Who’s style is it anyway?

CH24 chair in neutral room
Does a designer design in their own style or in their clients?

This is a great question.

Normally a newly qualified designer will be much more flexible in terms of design style. This could be because they haven’t discovered their style yet, because they don’t know if their style is right for their market, or they are simply taking any job that comes, regardless of style, to get experience.

Usually as a designer matures they will find one or maybe a small few signature styles. They will filter their past projects portfolio to reflect this, and will stay largely within their chosen atmosphere when providing design services. This helps the designer be more efficient as they do not have to “reinvent the wheel” with each new project. It is also deeply rewarding for the designer as they are re-engaging with a style they love with each new client. It helps define the clients coming to them too, as their portfolio will attract clients who appreciate the look they are proficient at executing.

Does this mean that the style does not reflect the client?

Absolutely not.

While you may find a designer whose flair you like, a great designer will be focussed on providing you with the function and flow you need to make the space work for you.
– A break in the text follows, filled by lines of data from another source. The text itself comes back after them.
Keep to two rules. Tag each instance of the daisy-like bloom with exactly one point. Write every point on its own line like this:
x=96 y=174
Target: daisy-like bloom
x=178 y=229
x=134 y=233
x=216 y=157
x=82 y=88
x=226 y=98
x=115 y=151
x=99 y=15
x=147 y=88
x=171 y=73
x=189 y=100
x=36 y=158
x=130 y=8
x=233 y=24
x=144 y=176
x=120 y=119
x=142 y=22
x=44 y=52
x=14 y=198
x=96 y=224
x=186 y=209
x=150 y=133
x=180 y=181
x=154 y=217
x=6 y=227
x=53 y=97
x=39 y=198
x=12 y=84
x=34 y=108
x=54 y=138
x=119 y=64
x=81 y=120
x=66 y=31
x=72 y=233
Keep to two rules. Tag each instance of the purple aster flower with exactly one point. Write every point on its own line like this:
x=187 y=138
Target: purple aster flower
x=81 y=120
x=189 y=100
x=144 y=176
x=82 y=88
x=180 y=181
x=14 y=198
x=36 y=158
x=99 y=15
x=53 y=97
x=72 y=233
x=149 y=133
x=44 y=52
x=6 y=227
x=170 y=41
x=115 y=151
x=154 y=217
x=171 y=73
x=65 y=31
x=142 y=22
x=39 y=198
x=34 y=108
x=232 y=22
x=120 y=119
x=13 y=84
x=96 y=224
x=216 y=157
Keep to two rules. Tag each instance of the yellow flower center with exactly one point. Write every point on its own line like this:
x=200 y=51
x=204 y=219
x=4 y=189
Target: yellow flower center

Let’s say you have 4 children a dog and 2 cats, love messy play and have a collection of ceramics. If you turn to an experienced minimalist designer because you love their style, they should be able to work out pretty quickly that it is a reflected love – you may love the look, the peace and serenity of the Pinterest pictures you have held so dear (perhaps in contrast to your daily life), but in reality your family requirements would make keeping a minimalist space hugely labour intensive. You would ultimately be unhappy with the result. Not on reveal day, but in the weeks and months thereafter.

If you have a set of inherited dining chairs you would like to keep, they will incorporate these: if anything is needed, perhaps a reupholster, or throws over these will bring them happily into the scheme.

If you are wanting to purchase new furniture, or considering removing old furniture, your designer can offer an opinion on what will work, and what will not. They will be able to recommend you further heirlooms and workhorse items which you will own for years to come, maybe even in a new home.

All these elements give you your home – it may have the sweep of the design style you have chosen, but it will be peppered with your life history, your important objects and people, and it will be laid out in a way that suits your needs best.

A designer is in a way a therapist, digging into not just what you want, but what you need and how you live. The communication you will have with your designer should be frank and honest. Delivering a facade of how your life really is will result in a less than good project.

Overall the Able and Hardie look is light, welcoming and joyful, embracing the elegance of shape and form and having fun with shadows. Your home will work for you, will reflect you, and will give you happiness. I enjoy creating atmosphere in a simple modern English style which integrates Scandinavian design classics, and yet embraces the ‘perfect imperfect’ best articulated in Japanese aesthetics. This means natural textures, layering and authenticity to both client and building, resulting in a timeless home.

I believe a space must work well to be beautiful, and I strive for excellence in each project.